With 2M Cash you might want to think more about your lifetime goals rather than how to trade it. 1) How much do you *need* as income on a monthly/yearly basis 2) Do you have any large purchases you need in the future (house, education fund for children, etc.) Then you will want to diversify accordingly. To be perfectly honest, there is nothing wrong with taking 1M and just sticking it into a couple of good ETFs (even just SPY) and leave it there for 30+ years. You could then take 500k and place it in some long term stock investments. And the final 500k can be what you 'play' with to generate regular income. To take all 2M and try to use it to generate large annual returns is a high risk strategy that you may regret if it an undesirable event occurs. So you must consider how much you are willing to loose should something bad happen, and restrict your investment accordingly.
"My family can't live on $50k, but we can certainly live on $150k. We don't spend lavishly. We live in a fairly expensive city and moving isn't an option." 12,500 monthly nut sounds a little extreme to me. Tell me more about your expenses ? Daycare ? Paying for college for kids ? Current debt load ? If you really want to walk away I would focus on cutting expenses as well. If were you I would buy some rental properties to diversify your investments. Focus on finding properties that pay 1% per month on your investment. With this strategy, even after taxes, insurance, maintenance and assuming 90% occupancy you should generate 5-6% return on your investment.
op your problem can be solved by placing your orders where you can gain positive slippage, that way your gobbling up all the market as its goin against your intended position. know its far over the head of people on this forum but it's how you fire off 500 to 1500 contracts without getting your ass handed to you. example identify a short term trend and use statistics like quartiles as measurement to tell you an approximation of when you can enter counter trend. thus gaining positive slippage. ps on 1mm i made 30k a week easy day trading using tt, kaufman's book "smarter trading" and members clearing rates just trading only the emini sp futures. focus on one market and kill it. ps i only traded about 1 week a month sometimes two weeks and i shopped till i dropped for ten years. lost my tail in the exotic car business but i am like ford i know how to make money so next time i get wild hair i will probably lose it all in the yacht or copter business. lol ford said you can take everything from me and i can make it back because i understand how to make money. or something like that.

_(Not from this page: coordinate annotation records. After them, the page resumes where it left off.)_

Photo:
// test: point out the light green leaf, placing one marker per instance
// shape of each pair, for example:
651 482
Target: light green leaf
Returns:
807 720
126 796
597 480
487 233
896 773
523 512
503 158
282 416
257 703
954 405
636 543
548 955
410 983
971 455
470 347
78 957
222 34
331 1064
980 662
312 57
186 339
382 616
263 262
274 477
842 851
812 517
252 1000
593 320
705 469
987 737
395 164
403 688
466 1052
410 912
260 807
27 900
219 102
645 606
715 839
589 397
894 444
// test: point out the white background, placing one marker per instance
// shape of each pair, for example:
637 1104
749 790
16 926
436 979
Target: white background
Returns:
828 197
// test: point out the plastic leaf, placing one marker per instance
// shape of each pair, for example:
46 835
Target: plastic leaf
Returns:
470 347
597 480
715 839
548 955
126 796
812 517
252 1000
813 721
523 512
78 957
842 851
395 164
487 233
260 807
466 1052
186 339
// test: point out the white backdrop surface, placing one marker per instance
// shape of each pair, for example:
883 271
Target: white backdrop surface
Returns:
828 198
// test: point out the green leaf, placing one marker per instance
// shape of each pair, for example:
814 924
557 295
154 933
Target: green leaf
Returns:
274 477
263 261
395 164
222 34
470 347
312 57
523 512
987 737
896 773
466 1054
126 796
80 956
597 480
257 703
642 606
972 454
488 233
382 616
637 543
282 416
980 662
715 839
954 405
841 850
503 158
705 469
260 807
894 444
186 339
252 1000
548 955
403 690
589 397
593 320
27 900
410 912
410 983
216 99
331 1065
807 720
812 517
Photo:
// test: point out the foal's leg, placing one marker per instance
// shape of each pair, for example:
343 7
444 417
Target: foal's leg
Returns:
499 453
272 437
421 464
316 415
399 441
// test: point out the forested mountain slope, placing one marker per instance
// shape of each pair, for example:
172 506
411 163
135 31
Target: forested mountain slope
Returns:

This is why most Americans are broke. Give them a windfall and most will destroy with greed, trying to get rich quick etc.. I will not waste my time trying to give advice. It will just fall on deaf ears and he will end up blowing it all and then some. I say 3 years tops before its all gone, including his initial capital.
Sadly true. We had a local PowerBall winner. His behavior was like me winning the lotto and getting a brand new gassed up stretch 747 to try out on my own. Just as I shouldn't be allowed to fly a 747 being totally unqualified, the state should never allow someone untrained with capital to control that amount. Deadly? Yes ... He gave his granddaughter $5k per month. Three months later she fell in with a druggie and was OD dead. Bet if he would die for the chance to give up all the money plus some and have his little one back. Shows completely the lack of substance on the part of pols for having any real concern for the population ... not that anyone is surprised. T
OP, With $2M and a balanced portfolio that has both developed and emerging markets in it, one can probably make 6-7% a year without too much difficulty (EM bonds in local currency alone yield 5%+ plus currency appreciation, which in most years will be 1-3%). All that while staying very diversifed Assuming a typical 2-4% inflation rate, the final real return is around 3-4%. That's $60K-$80K plus whatever extra income you can get from your trading strategy. For some guidelines and ideas on how to build and manage a balanced portfolio, check my journal posts for the last 2 months
Unfortunately none of them could spell stipend ... and the granddaughter's death was not the half of the tragedy: On Sept. 17, 2004, his granddaughter’s boyfriend was found dead from a drug overdose in Whittaker’s home. Three months later, the granddaughter also died of a drug overdose. Her mother, Ginger Whittaker Bragg, died five years later on July 5, 2009. Whittaker himself is alleged to be broke — a claim he made as early as January 2007 for failing to pay a women who successfully sued him. He’s also being sued by Caesars Atlantic City casino for bouncing $1.5 million worth of checks to cover gambling losses. “I wish I’d torn that ticket up,” he sobbed to reporters at the time of his daughter’s death. http://newsfeed.time.com/2012/11/28...luckiest-winners/slide/andrew-jack-whittaker/
This is what I plan to do, although for intellectual reasons I'd still like to learn 1-2 additional trading strategies beyond my current one. The funds to trade those strategies may come out of my $500k "trading" funds instead of the remaining long-term investment funds. Some of the (needlessly critical--but hey, it's the internet) responses above misunderstood my original post. I would never put more than a tiny fraction of my capital into a prop firm. Nor would I ever act irresponsibly with such a gift. Silly assumptions abound. But I understand why--more than a few people have blown vast sums of wealth by making stupid financial decisions. Case in point. You sound quite confident here. Care to wager? I'd be glad to take your money in 3 years.